For most of us, the speed of time increases manifold with age. You are overwhelmed with the feeling that you may not be able to do everything you planned. For over 80% of Americans, the primary reason for buying insurance is the final expense or burial.
Are you pondering a final expense policy, but have a lot of questions? Here is the answer to all the questions you may have about the policy. This article also covers how you can compare policies and choose john Hancock final expense as a reliable end-of-life cover.
Understanding the Terminology
Final expense is also called burial insurance or funeral insurance. It is a whole life insurance plan with a small death benefit. Permanent or whole life policies are of high maturity, and you are unlikely to outlive them. Guaranteed acceptance is when the policy is underwriter regardless of your health condition.

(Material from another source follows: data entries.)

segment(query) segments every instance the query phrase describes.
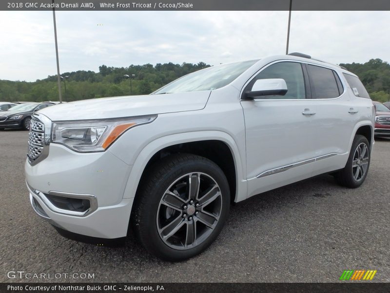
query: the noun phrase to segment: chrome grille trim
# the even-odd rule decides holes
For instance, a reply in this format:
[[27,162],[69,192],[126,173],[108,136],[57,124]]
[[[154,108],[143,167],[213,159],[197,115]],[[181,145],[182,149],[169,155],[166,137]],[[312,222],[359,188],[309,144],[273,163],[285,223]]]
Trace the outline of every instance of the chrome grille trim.
[[390,116],[378,116],[376,117],[376,122],[379,124],[390,125]]
[[33,161],[36,160],[38,157],[42,154],[42,151],[43,147],[39,147],[39,146],[33,146],[29,142],[28,143],[28,156],[29,159]]
[[43,146],[44,134],[30,131],[28,134],[28,142],[31,145],[39,146]]
[[37,118],[33,117],[31,119],[31,130],[35,132],[44,132],[45,126],[43,123],[38,121]]
[[31,117],[28,136],[27,159],[35,165],[49,155],[52,122],[45,116],[35,114]]

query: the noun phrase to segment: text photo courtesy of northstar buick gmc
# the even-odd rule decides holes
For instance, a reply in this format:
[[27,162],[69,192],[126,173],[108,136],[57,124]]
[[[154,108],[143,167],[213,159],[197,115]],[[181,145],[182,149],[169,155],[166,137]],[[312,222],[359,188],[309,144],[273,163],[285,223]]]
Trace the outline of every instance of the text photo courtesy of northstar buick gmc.
[[339,66],[299,53],[223,64],[150,95],[34,114],[26,183],[60,232],[128,231],[178,261],[216,239],[232,202],[327,173],[359,187],[375,119],[358,78]]

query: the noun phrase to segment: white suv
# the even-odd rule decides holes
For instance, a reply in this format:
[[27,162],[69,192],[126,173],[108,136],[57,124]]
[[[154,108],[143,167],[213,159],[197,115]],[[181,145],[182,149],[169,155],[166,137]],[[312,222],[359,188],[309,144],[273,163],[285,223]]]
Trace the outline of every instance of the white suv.
[[338,66],[299,53],[225,64],[150,95],[40,111],[26,182],[60,231],[113,239],[133,227],[150,251],[182,260],[214,241],[232,202],[325,173],[360,186],[374,118]]

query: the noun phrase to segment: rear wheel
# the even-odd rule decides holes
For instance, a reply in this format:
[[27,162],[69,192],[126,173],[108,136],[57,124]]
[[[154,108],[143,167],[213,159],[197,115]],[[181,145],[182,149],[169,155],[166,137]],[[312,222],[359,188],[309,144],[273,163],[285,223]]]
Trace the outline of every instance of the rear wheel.
[[370,143],[367,139],[363,135],[355,136],[347,165],[336,176],[338,182],[351,188],[360,186],[367,176],[370,158]]
[[194,155],[166,157],[140,186],[133,224],[151,252],[171,261],[194,256],[217,237],[230,207],[229,185],[212,161]]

The death benefit is the amount that the policy pays to your beneficiaries when you pass away. Beneficiaries are those who you list as those who will receive the amount upon your death. The waiting period is the time you need to wait while you pay premiums to be eligible to get the benefits of the policy. The waiting period can range from 24-36 months.
Qualifying For the Plan
To begin with, make sure that you qualify for a final expense plan. Most insurers need you to be at least 50 years of age to buy a final expense insurance policy. You can opt for a standard life cover with similar benefits and lower premiums if you are younger. Choose John Hancock final expense to get the lowest premiums in the market.
Usually, final expense policies provide a minimum cover of $5,000 and a maximum of $50,000. Most policies have a waiting period of 2 to 3 years. In case you pass during the waiting period, you will receive 110% of the premiums paid. So, you don’t lose money. Your premiums are low due to the small death benefit. The amount can be used to meet burial expenses or for any other purpose. Your family will get the entire policy amount.
The above features are the most common. Insurers also give additional benefits like guaranteed issue and paid-up benefits. A guaranteed issue plan is when you get covered regardless of any prevailing health issues. This is a boon for elders as they are more likely to suffer from age-related ailments apart from other diseases.
A paid-up plan ensures that you stop paying premiums after a stipulated age. The usual limit is set at 95 years. So, if you outlive the policy, you will not have to pay premiums after your 95th birthday. Your heir will still receive the policy amount when you pass.
Set A Budget
While final expense plans seem cheap, they should also fit into your monthly budget. If you have a terminal illness and may not live longer than the waiting period, it is illogical to buy a final expense cover. Instead, set aside the amount you would pay as premiums so that your loved ones can use it to meet your burial expenses. Also, a guaranteed issue will have higher premiums than a final expense policy. Make sure that the premiums justify the payout.
Don’t Hesitate To Shop Around
Insurers may coax you into buying a plan that benefits them more than you do. So, do not settle for the first plan you come across. Instead, explore your options to find the one that suits your needs. Check about additional fees and raiders that you don’t need.
It’s never too late to buy an insurance plan that can meet your loved ones’ financial needs. Rather than relying on guesswork, make calculated decisions. When you choose John Hancock final expense, you pick an A+ rated insurer to meet your end-of-life financial needs.